Four cheese and chile naan breads in a textured bowl on a blue table cloth.

Fresh hot naan made right in your kitchen in just about 30 minutes. This recipe for naan bread with cheese and chiles is what I call a “refrigerator door recipe”—it wouldn’t have a chance to be filed away! Biting into the supple, slightly chewy flatbread filled with gooey cheddar and mozzarella (I used whole milk low-moisture, not fresh) is so addictive it is tempting to stamp this recipe “serves one.” The naan is delicious with or without salted butter, but it’s exceptional with ghee made from cultured butter. (I highly recommend making it yourself. It’s very easy and very special.)

A few pointers to note:
First, to speed things up, grate the cheeses and chop the green chile and cilantro while the dough rests for 10 minutes—no need to do this prep work in advance.

Second, have a small dish of oil nearby when kneading and rolling out the dough. If it’s too sticky, see if you can remedy it by using more oil on the palm of your hands instead of using flour. If you must flour your work surface, be very conservative. This is not a lot of dough, so it doesn’t take very much added flour to end up with drier naan. (Trust me on this. I made multiple batches because, as I said, the recipe serves one in my house...)

Third, as you pinch the filled dough, try to squeeze out as much air as possible, or you’ll risk bursting large air pockets when you roll out the dough the second time. To keep from disturbing the filled dough too much, I rolled it out mostly just in one direction to four ovals that were about 4 inches x 8 inches. (You may have some filling leftover. It’s lovely folded around an omelet.)

Lastly—and the best discovery for me personally—don’t fret if it’s too cold outside to grill or you don’t have a special indoor grill.
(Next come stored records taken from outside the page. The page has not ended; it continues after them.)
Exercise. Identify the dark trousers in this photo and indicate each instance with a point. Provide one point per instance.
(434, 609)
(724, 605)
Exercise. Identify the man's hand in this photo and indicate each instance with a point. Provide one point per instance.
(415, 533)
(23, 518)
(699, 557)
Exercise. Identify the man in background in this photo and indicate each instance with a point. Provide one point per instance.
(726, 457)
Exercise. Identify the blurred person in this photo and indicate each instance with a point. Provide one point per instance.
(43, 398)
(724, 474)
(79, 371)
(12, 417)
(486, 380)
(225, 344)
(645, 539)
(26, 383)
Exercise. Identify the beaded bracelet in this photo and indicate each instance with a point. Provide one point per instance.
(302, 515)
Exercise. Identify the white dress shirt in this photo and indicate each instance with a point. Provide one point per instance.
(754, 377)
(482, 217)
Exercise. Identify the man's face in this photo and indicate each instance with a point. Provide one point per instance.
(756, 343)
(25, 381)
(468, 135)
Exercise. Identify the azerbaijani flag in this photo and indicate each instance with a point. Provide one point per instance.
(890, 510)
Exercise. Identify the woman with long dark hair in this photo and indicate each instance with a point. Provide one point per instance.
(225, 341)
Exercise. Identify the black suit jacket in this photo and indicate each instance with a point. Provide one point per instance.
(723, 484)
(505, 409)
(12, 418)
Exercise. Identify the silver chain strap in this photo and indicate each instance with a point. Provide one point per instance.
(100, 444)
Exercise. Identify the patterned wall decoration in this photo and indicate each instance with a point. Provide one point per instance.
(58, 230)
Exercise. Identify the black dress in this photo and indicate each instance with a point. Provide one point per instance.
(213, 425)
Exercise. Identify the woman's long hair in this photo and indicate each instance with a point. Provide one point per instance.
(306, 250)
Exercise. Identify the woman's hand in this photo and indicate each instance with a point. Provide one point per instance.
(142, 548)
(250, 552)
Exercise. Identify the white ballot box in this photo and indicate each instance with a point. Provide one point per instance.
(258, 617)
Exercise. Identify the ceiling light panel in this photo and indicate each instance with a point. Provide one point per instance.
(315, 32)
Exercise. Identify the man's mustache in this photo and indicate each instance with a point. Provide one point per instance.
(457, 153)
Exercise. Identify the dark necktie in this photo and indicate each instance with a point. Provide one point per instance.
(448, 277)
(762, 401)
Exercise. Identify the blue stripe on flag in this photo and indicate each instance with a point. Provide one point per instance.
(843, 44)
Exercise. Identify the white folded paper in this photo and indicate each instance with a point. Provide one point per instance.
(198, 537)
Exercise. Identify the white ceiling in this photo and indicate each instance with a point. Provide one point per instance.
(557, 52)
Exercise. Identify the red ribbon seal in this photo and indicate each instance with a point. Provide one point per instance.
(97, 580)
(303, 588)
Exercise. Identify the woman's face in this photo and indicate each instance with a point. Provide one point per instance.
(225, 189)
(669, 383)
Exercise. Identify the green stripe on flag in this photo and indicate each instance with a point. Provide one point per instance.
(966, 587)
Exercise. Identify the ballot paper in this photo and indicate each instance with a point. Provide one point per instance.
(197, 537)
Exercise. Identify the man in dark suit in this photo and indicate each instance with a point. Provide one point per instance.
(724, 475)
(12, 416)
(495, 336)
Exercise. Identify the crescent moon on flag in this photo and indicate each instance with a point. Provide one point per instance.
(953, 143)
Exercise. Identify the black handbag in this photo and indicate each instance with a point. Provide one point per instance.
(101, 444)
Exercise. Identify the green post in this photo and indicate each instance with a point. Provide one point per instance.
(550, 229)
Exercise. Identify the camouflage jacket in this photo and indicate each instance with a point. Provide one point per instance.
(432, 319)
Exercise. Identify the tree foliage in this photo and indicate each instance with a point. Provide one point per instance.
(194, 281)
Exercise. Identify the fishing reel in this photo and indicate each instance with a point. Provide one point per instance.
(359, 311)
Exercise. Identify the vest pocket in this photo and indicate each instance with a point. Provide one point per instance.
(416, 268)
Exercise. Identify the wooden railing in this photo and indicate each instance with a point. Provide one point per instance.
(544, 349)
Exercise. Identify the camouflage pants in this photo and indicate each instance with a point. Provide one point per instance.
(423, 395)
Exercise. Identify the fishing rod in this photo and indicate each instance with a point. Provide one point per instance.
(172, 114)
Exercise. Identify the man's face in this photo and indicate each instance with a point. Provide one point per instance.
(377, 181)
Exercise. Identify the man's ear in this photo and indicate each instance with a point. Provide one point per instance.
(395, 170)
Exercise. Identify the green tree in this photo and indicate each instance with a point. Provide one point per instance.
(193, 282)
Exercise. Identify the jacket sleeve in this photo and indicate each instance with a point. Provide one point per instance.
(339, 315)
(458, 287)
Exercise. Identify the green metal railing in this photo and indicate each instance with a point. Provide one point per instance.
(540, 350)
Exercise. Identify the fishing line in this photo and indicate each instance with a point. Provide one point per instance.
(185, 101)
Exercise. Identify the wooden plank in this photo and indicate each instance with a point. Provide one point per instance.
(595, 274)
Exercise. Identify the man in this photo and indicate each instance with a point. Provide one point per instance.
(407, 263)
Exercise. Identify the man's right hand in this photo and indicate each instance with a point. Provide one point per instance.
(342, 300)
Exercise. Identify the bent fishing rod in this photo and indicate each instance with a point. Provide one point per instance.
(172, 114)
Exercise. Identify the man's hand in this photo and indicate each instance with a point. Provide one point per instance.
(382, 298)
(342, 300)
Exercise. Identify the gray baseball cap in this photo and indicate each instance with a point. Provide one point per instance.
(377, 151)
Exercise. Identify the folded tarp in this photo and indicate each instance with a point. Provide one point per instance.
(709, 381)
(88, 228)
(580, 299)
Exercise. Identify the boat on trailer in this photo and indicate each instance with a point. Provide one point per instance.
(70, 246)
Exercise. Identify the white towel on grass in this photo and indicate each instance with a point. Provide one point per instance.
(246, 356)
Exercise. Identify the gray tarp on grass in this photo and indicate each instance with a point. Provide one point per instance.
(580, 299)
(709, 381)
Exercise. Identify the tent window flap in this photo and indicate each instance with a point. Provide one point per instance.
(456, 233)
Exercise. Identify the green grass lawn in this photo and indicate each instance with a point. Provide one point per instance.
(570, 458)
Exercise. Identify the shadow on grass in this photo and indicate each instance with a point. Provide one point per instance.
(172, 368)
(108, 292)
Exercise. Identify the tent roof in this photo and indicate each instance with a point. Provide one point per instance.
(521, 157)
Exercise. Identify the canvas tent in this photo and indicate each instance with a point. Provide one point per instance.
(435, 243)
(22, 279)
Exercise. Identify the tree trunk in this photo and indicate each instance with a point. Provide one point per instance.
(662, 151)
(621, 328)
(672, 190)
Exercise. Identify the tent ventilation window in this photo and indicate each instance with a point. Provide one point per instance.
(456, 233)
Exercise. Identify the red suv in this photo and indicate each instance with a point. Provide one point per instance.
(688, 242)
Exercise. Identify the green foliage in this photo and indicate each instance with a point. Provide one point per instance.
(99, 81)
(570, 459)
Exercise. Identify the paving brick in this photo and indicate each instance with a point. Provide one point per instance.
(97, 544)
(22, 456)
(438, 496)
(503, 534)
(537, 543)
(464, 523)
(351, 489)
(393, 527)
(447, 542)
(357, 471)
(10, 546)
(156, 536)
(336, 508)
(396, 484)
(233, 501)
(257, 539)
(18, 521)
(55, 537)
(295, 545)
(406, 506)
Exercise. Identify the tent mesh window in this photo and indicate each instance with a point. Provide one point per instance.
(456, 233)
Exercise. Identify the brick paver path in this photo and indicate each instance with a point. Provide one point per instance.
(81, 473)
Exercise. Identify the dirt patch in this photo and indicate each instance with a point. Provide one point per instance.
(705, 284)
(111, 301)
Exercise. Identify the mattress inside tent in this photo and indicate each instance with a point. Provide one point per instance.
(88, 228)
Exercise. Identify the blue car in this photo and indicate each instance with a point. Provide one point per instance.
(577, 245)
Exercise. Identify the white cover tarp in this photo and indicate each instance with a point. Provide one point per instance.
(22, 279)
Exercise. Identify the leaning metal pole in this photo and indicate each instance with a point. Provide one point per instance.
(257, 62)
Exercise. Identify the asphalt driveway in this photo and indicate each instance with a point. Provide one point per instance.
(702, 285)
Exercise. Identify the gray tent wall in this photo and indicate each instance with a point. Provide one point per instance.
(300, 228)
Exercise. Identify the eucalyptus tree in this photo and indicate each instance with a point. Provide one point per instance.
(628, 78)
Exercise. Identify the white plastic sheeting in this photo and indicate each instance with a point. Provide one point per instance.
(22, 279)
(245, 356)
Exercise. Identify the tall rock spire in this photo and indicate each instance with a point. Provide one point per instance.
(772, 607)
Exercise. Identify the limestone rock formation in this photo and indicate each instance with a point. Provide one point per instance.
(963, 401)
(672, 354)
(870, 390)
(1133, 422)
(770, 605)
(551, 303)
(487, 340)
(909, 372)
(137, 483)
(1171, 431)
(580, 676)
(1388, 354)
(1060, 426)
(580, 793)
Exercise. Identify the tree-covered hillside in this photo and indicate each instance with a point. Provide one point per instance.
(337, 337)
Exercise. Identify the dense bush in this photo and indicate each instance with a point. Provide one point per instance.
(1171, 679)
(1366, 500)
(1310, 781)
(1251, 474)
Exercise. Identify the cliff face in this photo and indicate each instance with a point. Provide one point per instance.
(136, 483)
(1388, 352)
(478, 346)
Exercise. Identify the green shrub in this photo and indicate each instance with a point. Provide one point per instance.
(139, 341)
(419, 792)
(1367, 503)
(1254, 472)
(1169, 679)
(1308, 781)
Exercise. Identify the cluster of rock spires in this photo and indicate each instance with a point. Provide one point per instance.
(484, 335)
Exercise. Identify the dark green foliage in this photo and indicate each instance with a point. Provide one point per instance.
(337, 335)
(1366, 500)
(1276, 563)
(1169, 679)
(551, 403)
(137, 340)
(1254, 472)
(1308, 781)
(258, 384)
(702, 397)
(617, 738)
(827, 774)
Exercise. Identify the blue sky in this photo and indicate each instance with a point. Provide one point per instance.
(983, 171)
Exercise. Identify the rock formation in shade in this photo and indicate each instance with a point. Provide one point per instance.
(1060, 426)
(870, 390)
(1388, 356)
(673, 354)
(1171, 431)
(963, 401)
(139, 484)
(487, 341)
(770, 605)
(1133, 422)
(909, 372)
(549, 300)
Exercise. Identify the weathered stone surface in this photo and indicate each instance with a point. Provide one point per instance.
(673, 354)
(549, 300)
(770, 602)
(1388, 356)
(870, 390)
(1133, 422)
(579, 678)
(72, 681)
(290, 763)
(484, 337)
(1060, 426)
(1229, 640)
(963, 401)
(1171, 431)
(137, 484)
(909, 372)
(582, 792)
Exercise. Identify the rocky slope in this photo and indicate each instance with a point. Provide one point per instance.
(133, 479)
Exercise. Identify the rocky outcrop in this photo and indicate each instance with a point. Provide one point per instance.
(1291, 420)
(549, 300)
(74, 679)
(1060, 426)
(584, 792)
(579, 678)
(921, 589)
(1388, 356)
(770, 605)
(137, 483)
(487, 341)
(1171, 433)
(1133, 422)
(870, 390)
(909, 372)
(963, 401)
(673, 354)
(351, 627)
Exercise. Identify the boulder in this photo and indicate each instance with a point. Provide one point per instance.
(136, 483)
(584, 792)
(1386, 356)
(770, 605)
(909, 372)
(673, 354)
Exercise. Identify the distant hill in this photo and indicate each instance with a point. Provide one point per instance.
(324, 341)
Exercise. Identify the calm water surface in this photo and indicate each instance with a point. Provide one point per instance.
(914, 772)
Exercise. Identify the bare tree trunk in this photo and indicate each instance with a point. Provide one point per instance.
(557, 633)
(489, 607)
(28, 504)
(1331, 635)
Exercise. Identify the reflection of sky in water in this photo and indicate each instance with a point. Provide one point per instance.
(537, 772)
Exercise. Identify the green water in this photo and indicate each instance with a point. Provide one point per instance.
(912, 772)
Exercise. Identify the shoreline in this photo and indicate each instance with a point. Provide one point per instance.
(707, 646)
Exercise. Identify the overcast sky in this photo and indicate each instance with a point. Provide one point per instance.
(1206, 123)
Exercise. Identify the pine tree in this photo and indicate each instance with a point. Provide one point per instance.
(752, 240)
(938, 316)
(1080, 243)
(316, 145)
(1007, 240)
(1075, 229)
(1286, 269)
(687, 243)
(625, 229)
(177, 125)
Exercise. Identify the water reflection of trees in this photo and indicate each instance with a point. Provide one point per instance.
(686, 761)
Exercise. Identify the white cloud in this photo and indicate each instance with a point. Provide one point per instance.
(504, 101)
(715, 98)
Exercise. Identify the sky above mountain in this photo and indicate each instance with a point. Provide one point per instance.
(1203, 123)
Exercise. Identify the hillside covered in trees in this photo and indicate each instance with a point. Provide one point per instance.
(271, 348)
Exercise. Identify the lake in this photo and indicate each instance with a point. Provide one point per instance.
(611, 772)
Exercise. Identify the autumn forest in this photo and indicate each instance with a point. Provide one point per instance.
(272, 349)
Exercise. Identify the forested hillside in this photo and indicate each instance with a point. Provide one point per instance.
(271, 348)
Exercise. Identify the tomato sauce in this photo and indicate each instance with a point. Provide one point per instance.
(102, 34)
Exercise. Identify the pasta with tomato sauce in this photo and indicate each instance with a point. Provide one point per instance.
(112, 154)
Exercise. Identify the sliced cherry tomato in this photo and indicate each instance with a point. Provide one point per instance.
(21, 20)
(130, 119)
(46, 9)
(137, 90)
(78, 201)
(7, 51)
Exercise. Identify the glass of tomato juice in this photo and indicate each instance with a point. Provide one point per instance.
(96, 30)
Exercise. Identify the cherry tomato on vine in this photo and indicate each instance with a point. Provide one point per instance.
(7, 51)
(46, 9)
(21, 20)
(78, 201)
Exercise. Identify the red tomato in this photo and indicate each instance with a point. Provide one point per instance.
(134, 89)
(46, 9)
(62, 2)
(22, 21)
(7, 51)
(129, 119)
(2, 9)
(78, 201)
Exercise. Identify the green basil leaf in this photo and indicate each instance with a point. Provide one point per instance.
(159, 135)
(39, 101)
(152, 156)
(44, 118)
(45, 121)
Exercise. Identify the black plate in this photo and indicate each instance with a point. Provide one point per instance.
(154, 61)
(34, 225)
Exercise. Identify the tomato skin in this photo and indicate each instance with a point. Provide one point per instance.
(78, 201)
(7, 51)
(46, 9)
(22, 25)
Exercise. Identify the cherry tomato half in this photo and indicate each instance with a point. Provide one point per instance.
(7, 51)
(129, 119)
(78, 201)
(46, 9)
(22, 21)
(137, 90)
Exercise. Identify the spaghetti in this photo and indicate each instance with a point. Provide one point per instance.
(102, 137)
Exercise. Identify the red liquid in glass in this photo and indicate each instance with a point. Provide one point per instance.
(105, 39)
The broiler in your oven is basically an upside-down indoor grill and it works very well here. I set the baking sheet on the highest rack, about 4 inches from the element. About 1 minute to 1 minute 15 seconds per side under the broiler (i.e., do NOT walk away) the naan cooked to perfection with beautiful slightly charred spots.

My family loves naan, it is a versatile bread to serve at mealtime and I was excited to give this recipe for naan bread with cheese and chiles a go. As a first-time naan baker, I was pleasantly surprised by the success of this recipe. For a brief moment, I thought it would be wise to attempt a plain naan before this version. I'm so glad I tried this recipe first—adding in cheese, chiles, and herbs opened up my mind to the possibilities with this bread and I will definitely make naan at home again.

Originally published July 13, 2021



  1. 5 stars
    So good. Made these with cheddar and monterey jack cheese with serrano chili. I’ll definitely be making these again.

  2. Anyone try this with gluten-free flour? What does Chetna have to say about gluten-free flours in naan? Thanks.

    1. Suzi, we didn’t try it with gluten-free flour, so we can’t say how it would turn out. As with other gluten-free breads, it wouldn’t have the same elasticity, but if you have a reliable all-purpose gluten-free flour that you are comfortable using, give it a try. You may need to adjust the amount of liquid.